Comparing that example to the valves that I simulate on a daily/weekly basis, I have to say the valves I work with are quite a lot more complex than that geometrically. Typically, I use a half-symmetric model with 5-10 inflation layers (maximum wall y+ about 200). The cell count is typically in the range of 5-6 million cells.

I work for a large multinational and have access to a modern supercomputer. Using 40 cores, a steady, incompressible solution in FLUENT using RANS (k-epsilon) takes about an hour to an hour and a half.

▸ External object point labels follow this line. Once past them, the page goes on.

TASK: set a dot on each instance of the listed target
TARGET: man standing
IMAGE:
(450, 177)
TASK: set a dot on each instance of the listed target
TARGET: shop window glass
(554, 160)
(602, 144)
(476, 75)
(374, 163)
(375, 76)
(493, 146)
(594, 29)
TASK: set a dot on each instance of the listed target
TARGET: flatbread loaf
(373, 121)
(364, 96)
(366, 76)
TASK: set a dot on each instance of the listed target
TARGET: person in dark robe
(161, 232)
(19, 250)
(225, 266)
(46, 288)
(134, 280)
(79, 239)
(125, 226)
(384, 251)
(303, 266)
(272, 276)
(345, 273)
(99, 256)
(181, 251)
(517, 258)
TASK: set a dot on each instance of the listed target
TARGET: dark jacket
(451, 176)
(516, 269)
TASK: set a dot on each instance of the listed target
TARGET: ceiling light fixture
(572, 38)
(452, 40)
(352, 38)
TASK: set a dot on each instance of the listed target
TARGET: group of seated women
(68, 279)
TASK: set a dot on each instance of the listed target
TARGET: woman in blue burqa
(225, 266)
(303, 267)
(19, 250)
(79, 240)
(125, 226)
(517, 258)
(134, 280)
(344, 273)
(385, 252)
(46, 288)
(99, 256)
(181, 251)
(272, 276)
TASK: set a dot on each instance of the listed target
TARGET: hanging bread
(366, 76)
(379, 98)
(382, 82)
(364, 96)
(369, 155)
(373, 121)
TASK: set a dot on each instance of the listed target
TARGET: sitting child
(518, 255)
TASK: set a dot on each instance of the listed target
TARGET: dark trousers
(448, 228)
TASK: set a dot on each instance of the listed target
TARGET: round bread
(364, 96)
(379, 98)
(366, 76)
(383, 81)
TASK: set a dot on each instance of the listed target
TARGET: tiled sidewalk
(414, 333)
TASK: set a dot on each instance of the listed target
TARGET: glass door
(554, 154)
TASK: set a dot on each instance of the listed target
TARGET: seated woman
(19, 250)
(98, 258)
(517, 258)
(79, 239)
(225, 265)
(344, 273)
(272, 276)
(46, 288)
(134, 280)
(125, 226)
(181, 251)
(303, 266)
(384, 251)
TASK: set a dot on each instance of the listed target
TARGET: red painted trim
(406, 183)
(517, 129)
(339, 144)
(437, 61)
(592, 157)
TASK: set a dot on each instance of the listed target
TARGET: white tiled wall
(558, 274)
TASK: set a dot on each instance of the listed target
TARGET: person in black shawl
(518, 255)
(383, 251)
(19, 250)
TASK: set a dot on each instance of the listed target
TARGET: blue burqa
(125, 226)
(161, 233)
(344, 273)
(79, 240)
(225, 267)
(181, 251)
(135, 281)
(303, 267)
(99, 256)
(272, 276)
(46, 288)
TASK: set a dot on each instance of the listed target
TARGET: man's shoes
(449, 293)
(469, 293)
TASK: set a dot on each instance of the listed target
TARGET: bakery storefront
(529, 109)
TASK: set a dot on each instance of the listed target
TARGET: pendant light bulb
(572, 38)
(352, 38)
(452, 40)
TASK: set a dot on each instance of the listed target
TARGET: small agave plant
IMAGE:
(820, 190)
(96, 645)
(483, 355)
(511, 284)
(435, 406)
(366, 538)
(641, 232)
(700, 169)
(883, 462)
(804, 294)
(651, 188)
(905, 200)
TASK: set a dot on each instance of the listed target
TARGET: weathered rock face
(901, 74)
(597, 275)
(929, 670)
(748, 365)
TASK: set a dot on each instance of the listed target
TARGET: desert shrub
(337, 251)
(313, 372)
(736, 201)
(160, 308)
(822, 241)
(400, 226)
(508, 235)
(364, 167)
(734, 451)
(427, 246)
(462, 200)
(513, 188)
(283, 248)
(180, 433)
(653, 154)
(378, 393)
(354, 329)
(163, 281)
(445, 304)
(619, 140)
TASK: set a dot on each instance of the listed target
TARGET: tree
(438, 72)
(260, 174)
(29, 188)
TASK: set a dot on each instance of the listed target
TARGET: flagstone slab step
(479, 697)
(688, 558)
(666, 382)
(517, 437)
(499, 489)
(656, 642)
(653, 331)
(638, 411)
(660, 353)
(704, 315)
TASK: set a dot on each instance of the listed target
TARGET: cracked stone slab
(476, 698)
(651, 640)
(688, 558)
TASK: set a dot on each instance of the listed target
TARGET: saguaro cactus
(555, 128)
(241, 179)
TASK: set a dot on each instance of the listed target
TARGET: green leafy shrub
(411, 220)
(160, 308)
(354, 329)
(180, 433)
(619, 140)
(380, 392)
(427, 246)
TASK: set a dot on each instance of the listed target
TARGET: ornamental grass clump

The thing is, it's not just about the solving time. There is also time involved with set-up, pre- and post-processing. I would expect LES to take longer to solve, as it is transient, especially if the boundary layer needs to be more finely modeled. But then, on top of that, there will be more processing time required to deal with transient results, averaging, etc. Plus, the large increase in the amount of data that will be generated and need to be stored/handled, compared to a simple, steady result.

Of course, I accept that DES/LES would be more accurate than RANS in most situations. But, if it will increase the amount of time to setup and perform a solution by 3-4x, then that just isn't practical for me, given the time and resource constraints that I have to work under. I often need to do 5, 6 or more valve internal flow simulations in a week.

That is why I was asking, if I have to use RANS due to my constraints (even though it is not as accurate), what turbulence model and wall modeling method would you recommend for an internal (incompressible) flow through a control valve?